Likewise, it is unnecessary for the words of the contract to disclose the illegality, as long as the contract is "closely connected with an unlawful action." Contemporary Mission, Inc. v. Bonded Mailings, Inc., 671 F.2d 81, 83 (2d Cir.1982). See also McConnell v. Commonwealth Pictures Corp., 7 N.Y.2d 465, 471, 199 N.Y.S.2d 483, 166 N.E.2d 494 (1960). Such a connection is evident here, since the subject matter of the contract was the sale of Michael Jackson stickers issued without his consent, which was an illegal objective.
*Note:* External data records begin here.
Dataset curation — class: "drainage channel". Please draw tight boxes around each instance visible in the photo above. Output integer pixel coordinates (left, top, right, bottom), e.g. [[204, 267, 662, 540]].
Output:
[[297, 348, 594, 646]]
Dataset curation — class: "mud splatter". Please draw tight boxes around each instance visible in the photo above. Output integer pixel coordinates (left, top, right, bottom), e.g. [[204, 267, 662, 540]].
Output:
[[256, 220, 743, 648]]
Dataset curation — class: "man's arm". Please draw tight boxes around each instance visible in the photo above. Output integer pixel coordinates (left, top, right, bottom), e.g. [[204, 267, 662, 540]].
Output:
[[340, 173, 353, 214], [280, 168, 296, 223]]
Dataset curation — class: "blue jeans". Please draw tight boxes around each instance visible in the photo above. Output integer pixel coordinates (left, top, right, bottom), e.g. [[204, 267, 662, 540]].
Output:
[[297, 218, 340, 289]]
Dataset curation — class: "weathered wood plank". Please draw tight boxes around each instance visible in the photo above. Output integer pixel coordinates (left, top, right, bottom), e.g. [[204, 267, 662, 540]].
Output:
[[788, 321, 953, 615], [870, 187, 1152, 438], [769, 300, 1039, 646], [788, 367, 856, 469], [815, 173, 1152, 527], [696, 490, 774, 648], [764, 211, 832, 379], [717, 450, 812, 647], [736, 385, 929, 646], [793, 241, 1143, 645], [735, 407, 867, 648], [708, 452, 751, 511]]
Finally plaintiff suggests that New York law was not violated by the sales contract since title to the goods passed to defendant at John F. Kennedy Airport, before they passed through customs and into New York. However, the goods were to be delivered to Jamaica, New York after they cleared customs, the defendant's principal place of business is in Mount Vernon, New York, and the resale and distribution of the merchandise obviously would be in or from New York. Consequently, the sale will not be enforced in New York "if it is repugnant to positive statutory enactment and the public policy of that state ..." Lynch v. Bailey, 275 A.D. 527, 90 N.Y.S.2d 359, 366 (1949), aff'd, 300 N.Y. 615, 90 N.E.2d 484. Cf. Rutkin v. Reinfeld, 229 F.2d 248, 255 (2d Cir.1956). The royalty obligation is in the same posture; it is not enforceable since the merchandise was for use in trade without the written consent of Michael Jackson.

The cases hold that "[w]here the parties' arrangement is illegal the law will not extend its aid to either of the parties or listen to their complaints against each other, but will leave them where their own acts have placed them." United Calendar Mfg. Corp. v. Huang, 94 A.D.2d 176, 463 N.Y.S.2d 497, 500 (1983).

The defendant's motion for summary judgment is granted, plaintiff's cross-motion is denied, and the complaint is dismissed in all respects.



[1] Plaintiff suggests that Alexandre v. Westchester Newspapers, Inc., 169 Misc. 398, 9 N.Y.S.2d 744 (N.Y.Civ.Ct.1938), is applicable here. In Alexandre, the court permitted a photographer to recover the price of pictures sold to defendant, a newspaper, in the absence of the written consent of the subject of the picture. However, the court found that a writing had been waived and that since the photographer had the subject's oral consent the sale was enforceable. The subject had clearly manifested his consent and the court said that he was "at liberty to waive the statutory requirement of [his] written consent." Alexandre, 9 N.Y.S.2d at 748.